写真右から、燒リ利和さん(39)、水谷圭吾さん(35)、竹内浩太郎さん(38)、山下哲平さん(36)

 県内の冬春トマトの約8割を生産する海津トマト部会。若手生産者が多く、青年部の活躍が目立ちます。青年部には、20代〜40代の部会員18人が所属。会員相互の親睦を図り、積極的な情報交換や消費宣伝活動も行うなど、部会に新しい風を吹き込んでいます。
 青年部で部長を務めるのが、トマト栽培歴14年の燒リ利和さん。燒リさんは、部長として若い世代が何でも言い合える環境をつくろうと、積極的にコミュニケーションをとることを心がけています。「栽培の悩みや不安などを気軽に言える環境にしていきたい。そうすれば、部会の活性化にもつながるはず」と理想の青年部像を語ります。
 青年部員にとっては先輩部会員が心強い存在になっています。「今の自分たちがあるのは栽培技術の確立や市場開拓に取り組んでくれた先輩たちがいるおかげ。今度は自分たちがお手本になれるようにその意志を継いでいきたい」と話します。
 青年部では、新しい技術の導入に積極的に取り組んでいます。近年では、ICT(情報通信技術)を活用し、温度や湿度、炭酸ガス濃度などのデータを取り、日々の栽培管理に生かしています。現在は、ほとんどの青年部員が使用しており、品質・収量の向上につなげています。
 今年9月には、初めて市場との情報交換会を実施。市場流通を学ぶとともに、市場が求めるトマトの品質について意見交換しました。「市場が求める品質と自分たちの考えに少し差があった。
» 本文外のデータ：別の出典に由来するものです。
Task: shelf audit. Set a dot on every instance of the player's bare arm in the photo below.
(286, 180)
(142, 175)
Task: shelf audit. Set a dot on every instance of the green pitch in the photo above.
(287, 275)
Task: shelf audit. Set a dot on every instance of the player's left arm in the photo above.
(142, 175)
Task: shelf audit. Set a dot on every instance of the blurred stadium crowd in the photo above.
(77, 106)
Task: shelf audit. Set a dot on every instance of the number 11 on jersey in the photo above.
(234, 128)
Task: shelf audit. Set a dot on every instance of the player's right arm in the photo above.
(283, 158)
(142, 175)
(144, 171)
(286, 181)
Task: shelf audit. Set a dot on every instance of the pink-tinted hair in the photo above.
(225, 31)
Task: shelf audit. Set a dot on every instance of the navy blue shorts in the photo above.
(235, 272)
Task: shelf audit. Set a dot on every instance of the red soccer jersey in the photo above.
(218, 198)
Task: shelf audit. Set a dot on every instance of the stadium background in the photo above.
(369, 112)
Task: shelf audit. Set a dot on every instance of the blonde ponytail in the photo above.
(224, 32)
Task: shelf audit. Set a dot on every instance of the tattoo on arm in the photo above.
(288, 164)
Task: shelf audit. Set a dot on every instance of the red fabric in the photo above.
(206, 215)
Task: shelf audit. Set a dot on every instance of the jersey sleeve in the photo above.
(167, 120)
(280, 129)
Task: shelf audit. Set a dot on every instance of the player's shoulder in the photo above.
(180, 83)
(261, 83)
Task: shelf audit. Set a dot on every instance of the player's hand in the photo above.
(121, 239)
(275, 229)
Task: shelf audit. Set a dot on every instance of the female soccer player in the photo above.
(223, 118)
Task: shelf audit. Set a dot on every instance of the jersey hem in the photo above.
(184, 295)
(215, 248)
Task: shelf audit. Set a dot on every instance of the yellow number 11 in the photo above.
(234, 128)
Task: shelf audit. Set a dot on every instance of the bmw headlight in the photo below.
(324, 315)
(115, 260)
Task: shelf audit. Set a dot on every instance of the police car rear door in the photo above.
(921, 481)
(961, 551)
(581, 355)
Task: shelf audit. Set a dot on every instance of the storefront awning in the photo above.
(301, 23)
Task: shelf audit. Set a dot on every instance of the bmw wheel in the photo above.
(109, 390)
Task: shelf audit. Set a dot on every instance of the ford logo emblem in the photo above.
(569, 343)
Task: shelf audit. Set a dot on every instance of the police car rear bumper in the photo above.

その差を埋めることができるよう自分たちも変わっていかなければ」と危機感もにじませています。 
 最後に燒リさんは「青年部員は仲間であり良きライバル。お互い切磋琢磨し、産地を盛り上げていきたい」と力強く話してくれました。
(2017年11月号)

トマトの画像

産地DATA
「冬春トマト」

  • 産地:海津市、養老町、輪之内町
  • 生産組織:海津トマト部会、池辺園芸トマト組合
         輪之内園芸組合 トマト部会
  • 出荷期間:10月〜翌年6月
  • 出荷数量:4824トン(平成28年産実績)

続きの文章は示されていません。